Let me say in response to the below:

1) Takoma Park, like many relatively small jurisdictions, has voted on machines for many years. That had nothing to do with FairVote. But in 2005 we were the catalyst for it rejecting using the county's DRE machines again and instead doing an handcount. In later years the clerk pursued optical scan options. Most similar municipalities in this year use the state machines.

2) Like many, the city council liked the idea of instant runoff voting and voted unanimously to put it on the ballot as an advisory measure. It won 84% of the vote in November 2005 during that relatively high turnout race. The council changed the charter in 2006 and the city first used IRV in a special election in January 2007, when there indeed were three candidates and IRV had a clear impact on how candidates campaigned even though the winner ultimately won just over 50% of first choices -- and those participating liked it in a nonscientific survey we did.

3) Since then, there have been no three-candidate races, following the pattern of the city rarely having much competition. After a reasonably close mayor's race this year, there is some talk of a more competitive, multi-candidate race in 2011. We'll see. But if and when Takoma Park has such an election, it won't be debating "spoilers", just as they didn't in the January 2007 special election.

4) I already explained the Everyone Counts history and how there was little to do with it in the first place (relating to private association organization elections and website surveys) and nothing to it for around five years. Barbara Simons suggested we ask Everyone Counts to take down that old posting. We did that yesterday in an email to their general contact address and they seem to have done so.

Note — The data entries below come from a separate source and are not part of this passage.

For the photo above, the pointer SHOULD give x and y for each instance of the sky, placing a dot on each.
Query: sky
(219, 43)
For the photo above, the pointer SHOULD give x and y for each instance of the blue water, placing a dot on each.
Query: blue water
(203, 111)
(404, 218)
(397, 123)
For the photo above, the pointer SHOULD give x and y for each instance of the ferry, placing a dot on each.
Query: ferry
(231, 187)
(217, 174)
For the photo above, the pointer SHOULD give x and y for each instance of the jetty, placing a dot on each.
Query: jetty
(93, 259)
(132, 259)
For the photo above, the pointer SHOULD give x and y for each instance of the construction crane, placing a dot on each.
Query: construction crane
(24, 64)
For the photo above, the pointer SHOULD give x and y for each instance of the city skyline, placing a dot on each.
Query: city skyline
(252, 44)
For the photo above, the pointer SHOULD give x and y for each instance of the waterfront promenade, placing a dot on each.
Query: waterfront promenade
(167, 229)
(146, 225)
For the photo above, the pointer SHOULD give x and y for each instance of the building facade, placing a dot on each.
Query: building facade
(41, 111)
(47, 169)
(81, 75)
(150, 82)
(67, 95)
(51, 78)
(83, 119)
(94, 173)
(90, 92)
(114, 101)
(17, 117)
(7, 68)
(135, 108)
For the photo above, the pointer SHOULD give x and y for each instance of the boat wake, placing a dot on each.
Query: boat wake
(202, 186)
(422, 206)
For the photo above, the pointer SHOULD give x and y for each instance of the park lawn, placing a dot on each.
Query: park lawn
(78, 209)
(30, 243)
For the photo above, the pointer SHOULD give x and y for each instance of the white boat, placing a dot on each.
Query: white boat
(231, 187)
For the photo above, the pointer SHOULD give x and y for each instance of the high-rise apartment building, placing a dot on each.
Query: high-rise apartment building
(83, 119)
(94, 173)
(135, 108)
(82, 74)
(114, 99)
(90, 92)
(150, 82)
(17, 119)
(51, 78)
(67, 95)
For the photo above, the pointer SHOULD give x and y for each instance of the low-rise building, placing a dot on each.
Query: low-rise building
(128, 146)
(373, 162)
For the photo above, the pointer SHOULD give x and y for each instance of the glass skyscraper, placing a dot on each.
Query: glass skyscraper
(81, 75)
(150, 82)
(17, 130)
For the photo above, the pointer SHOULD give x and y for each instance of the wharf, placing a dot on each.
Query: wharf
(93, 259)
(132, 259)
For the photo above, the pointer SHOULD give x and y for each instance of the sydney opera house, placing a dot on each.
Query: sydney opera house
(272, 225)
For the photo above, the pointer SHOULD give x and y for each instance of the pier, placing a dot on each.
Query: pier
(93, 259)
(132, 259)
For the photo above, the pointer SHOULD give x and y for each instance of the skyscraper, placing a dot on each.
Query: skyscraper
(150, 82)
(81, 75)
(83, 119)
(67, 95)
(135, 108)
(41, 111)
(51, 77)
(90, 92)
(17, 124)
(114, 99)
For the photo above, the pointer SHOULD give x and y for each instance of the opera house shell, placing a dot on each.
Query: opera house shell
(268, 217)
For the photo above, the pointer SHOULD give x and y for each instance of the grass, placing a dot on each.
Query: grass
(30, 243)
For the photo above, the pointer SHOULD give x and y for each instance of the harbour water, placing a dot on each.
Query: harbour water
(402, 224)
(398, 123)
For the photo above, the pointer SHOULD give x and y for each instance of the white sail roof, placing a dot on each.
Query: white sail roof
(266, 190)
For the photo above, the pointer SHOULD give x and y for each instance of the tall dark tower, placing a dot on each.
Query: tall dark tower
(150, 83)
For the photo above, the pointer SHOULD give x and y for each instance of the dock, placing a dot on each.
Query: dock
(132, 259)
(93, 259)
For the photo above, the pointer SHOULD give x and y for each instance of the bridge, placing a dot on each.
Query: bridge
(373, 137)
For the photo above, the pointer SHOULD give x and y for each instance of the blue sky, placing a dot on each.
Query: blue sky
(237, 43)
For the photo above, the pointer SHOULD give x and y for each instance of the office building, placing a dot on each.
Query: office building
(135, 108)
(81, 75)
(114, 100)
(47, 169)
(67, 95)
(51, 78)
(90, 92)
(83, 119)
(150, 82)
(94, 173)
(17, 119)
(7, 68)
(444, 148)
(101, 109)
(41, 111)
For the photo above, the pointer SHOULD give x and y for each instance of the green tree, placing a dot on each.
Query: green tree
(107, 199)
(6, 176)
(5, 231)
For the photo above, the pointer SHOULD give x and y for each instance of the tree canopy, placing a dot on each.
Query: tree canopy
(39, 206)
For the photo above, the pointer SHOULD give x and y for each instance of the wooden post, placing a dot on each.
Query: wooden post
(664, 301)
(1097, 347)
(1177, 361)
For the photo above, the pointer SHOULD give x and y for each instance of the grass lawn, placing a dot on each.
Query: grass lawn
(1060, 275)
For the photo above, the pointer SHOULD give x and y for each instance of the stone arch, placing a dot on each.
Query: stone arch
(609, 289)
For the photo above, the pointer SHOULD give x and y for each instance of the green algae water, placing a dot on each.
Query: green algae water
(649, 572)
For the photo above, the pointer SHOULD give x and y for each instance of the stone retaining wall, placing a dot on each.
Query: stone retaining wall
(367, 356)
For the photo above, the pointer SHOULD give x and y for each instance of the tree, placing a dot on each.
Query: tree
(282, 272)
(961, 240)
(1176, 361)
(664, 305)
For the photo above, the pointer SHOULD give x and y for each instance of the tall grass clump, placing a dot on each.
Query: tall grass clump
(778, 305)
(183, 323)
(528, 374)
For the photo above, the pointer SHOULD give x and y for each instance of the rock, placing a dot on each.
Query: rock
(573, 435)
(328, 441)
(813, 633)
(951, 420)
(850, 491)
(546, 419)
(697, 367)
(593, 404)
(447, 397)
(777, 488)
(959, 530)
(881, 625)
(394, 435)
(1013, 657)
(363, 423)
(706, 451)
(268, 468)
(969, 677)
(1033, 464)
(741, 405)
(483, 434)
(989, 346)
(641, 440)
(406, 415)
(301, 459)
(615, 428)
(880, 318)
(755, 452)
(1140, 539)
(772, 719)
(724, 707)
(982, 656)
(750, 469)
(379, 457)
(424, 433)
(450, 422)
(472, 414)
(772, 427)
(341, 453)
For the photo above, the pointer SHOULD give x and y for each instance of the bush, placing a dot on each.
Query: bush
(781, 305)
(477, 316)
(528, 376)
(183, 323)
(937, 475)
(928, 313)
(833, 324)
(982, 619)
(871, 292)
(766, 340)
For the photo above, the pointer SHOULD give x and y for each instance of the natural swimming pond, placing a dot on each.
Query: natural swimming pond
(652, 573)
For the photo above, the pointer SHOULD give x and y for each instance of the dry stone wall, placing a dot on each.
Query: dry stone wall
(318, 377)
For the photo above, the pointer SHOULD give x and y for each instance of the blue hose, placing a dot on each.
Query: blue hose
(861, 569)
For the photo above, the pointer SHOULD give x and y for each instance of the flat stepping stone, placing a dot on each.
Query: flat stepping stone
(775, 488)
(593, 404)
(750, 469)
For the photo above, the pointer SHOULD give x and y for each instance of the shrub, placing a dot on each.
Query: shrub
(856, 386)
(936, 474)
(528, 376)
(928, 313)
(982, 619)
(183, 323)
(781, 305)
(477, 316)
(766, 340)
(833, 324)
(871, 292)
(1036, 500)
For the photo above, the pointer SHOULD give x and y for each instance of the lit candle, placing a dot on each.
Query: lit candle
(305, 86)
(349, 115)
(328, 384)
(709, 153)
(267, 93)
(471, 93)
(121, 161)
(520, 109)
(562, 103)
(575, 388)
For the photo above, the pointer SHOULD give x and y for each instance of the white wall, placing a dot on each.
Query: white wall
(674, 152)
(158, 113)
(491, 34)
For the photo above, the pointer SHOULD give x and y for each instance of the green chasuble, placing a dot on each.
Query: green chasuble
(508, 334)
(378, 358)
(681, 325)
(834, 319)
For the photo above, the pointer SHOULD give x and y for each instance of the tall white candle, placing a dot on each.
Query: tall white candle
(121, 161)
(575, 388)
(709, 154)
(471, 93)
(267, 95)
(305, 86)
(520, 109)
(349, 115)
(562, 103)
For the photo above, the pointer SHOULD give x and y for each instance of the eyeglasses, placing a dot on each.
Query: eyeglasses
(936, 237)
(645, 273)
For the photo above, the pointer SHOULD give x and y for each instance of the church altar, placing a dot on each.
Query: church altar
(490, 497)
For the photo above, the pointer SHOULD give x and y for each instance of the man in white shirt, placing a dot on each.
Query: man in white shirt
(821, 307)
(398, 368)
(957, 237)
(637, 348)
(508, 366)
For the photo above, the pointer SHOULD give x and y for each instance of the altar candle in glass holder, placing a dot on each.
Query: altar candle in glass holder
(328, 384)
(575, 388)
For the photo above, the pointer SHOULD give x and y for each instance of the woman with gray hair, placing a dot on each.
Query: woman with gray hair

5) Doing IRV only helps get companies rich in the corrupt election administration regime where private vendors can charge jurisdictions "up the yin yang" (as Diebold put it in internal memos) for public interest improvements to their process. The fact that ES&S hasn't been putting readiness to use alternative voting systems into its new products is a commercial decision, as far as I can see it. ES&S knows how to do IRV, did it on older optical scan in San Francisco, and told the state of North Carolina that it would put it into all their NC systems, including automark and two optical scan machines, for about $1 million. But withholding the readiness allows them to overcharge for it later - wisely, New Yorkers have a provision in their new RFP that allows any upgrades to be open to competitive bidding.